Last month, there was a flurry of attention to a York University student named Sarah Grunfeld who seemed to have difficulty with the use-mention distinction. Grunfeld was in a class taught by Cameron Johnson, who was explaining the boundaries of acceptable discussion in his classroom, and gave as an example the fact that he would not accept it as legitimate debate if a student said something outrageous like "all Jews should be sterilized." Grunfeld promptly left the room and issued a public statement condemning Johnson as anti-Semitic. She was widely ridiculed, since Johnson clearly did not believe that Jews should be sterilized -- indeed, his whole point was just the opposite. But Grunfeld doubled down, telling the media she stood behind her accusation of anti-Semitism because "The words, 'Jews should be sterilized' still came out of his mouth, so regardless of the context I still think that's pretty serious."

Grunfeld's follow-up was widely taken as evidence of her continued failure to understand the use/mention distinction. And I agree. Let me say that again, so that everyone is clear that this post is only a partial defense of Grunfeld: the idea that Johnson did something anti-Semitic is absurd and Grunfeld's attempts to seek redress should be laughed out of court.

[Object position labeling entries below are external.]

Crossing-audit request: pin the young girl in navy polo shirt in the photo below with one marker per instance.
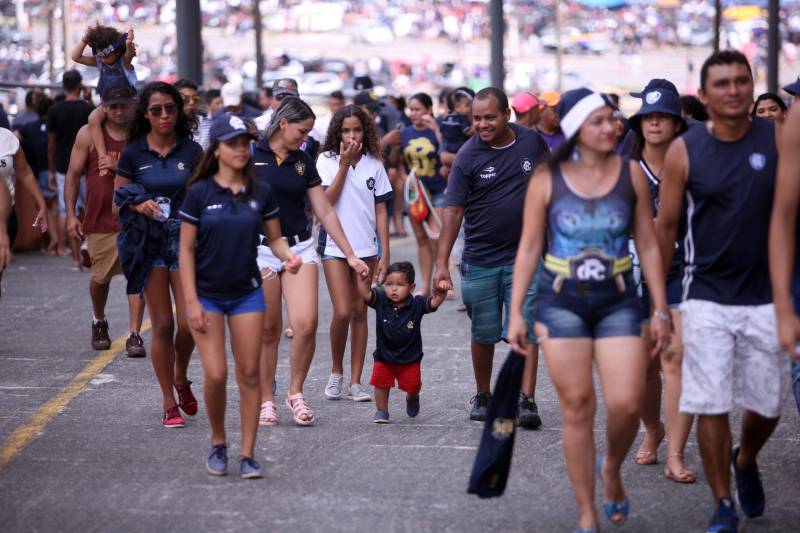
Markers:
(224, 209)
(357, 186)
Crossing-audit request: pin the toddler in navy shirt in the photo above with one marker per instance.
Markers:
(398, 350)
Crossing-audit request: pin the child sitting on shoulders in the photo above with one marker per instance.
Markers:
(112, 54)
(398, 350)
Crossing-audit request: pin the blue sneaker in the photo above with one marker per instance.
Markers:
(217, 462)
(724, 519)
(249, 468)
(749, 490)
(412, 405)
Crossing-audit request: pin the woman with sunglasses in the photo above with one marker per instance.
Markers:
(159, 161)
(292, 174)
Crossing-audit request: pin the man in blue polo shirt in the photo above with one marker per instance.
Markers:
(487, 190)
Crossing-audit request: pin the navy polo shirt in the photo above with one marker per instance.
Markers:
(399, 339)
(161, 175)
(228, 228)
(490, 184)
(289, 181)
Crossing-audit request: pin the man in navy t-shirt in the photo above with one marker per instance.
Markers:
(724, 171)
(486, 189)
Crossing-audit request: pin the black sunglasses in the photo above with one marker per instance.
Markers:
(168, 109)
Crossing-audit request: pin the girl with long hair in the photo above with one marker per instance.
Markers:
(159, 160)
(223, 214)
(281, 163)
(656, 125)
(420, 147)
(357, 185)
(587, 307)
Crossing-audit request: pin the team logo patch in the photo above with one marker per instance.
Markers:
(527, 165)
(488, 173)
(502, 428)
(652, 97)
(757, 160)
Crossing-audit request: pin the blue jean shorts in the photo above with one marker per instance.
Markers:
(249, 303)
(591, 310)
(168, 257)
(486, 292)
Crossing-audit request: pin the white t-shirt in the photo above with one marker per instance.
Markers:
(365, 186)
(9, 146)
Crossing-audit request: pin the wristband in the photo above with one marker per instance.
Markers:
(663, 315)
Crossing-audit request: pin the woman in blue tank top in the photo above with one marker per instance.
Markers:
(656, 124)
(588, 309)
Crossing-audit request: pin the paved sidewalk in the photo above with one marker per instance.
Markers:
(105, 463)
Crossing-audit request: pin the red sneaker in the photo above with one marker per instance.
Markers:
(186, 400)
(172, 418)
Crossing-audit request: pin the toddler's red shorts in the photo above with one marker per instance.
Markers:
(408, 376)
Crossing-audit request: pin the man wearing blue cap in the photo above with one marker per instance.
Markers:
(99, 226)
(725, 172)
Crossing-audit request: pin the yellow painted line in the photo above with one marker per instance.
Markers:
(33, 427)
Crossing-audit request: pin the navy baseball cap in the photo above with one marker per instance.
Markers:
(793, 88)
(118, 94)
(659, 99)
(226, 126)
(656, 83)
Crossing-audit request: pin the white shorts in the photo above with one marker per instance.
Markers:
(731, 356)
(304, 250)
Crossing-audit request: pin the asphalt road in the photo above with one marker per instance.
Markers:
(102, 461)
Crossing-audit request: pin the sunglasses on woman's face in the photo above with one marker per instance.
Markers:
(169, 109)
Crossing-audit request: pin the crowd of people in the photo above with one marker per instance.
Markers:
(663, 243)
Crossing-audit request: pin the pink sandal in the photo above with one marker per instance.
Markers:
(300, 409)
(268, 416)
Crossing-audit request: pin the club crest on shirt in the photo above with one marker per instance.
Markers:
(757, 160)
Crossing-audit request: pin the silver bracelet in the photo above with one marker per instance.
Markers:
(663, 315)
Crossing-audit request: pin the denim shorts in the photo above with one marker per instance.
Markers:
(249, 303)
(168, 257)
(486, 292)
(325, 257)
(593, 310)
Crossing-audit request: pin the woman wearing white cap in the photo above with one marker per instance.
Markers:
(588, 309)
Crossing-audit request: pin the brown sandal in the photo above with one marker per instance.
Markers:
(684, 475)
(648, 457)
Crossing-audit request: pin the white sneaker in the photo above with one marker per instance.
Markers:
(333, 391)
(357, 394)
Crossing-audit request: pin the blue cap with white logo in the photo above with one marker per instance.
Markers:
(659, 98)
(226, 126)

But I do balk at the idea that the use/mention distinction is a foolproof barrier against giving offense. There are at least two cases in which mere mention of an objectionable opinion can still be harmful: triggering and rumor-mongering. In either such case, it would not be inherently absurd to insist that "the words still came out of his mouth."

We'll start with triggering. Some ideas can be extremely painful to contemplate, even if the person bringing them up is not advocating them. Merely being asked to bring certain things to mind can be hurtful, especially to a person who has experienced a trauma connected to those ideas. This is the reason that feminist blogs put "trigger warnings" on links to posts and articles that discuss rape in any detail, even when those posts and articles are condemning rape and discussing strategies for ending rape. Someone who is a survivor of rape may find being confronted with information about rape to bring up too many painful memories of their own experiences. I find it dubious in the extreme that "all Jews should be sterilized" is triggering, as I've seen no examples of other Jews stepping forward to say that Johnson's statement was triggering (in fact, I was reminded to post about this when the above link was posted to Facebook by a Jewish friend). But triggering is still a thing that happens, and to negligently mention an idea you should know has good potential to be triggering is a form of bias against the people who would be triggered.

The second way that the use/mention distinction may not be a defense is in the case of rumor-mongering. Here, someone wants to put some idea out there, but doesn't want to take responsibility for agreeing with it. So you just mention it. Some people say that Barack Obama killed a thousand puppies with his bare hands. I'm not saying he did -- in fact, I think it's silly -- but I'm just telling you that other people are saying it. This kind of transparent laundering of objectionable ideas through mentioning them instead of using them is condemned by the Associated Press Stylebook, and for good reason. It puts the ideas out there as something to be considered just as much as actually stating them as your own opinion would. Johnson's statement was highly unlikely to put the idea of sterilizing Jews into the public consciousness and make it a topic of debate (and post hoc we can clearly see that it did not in fact inspire such effects), so this line of defense wouldn't be available to Grunfeld. But it is a type of case in which saying "the words came out of his mouth" could be a legitimate response.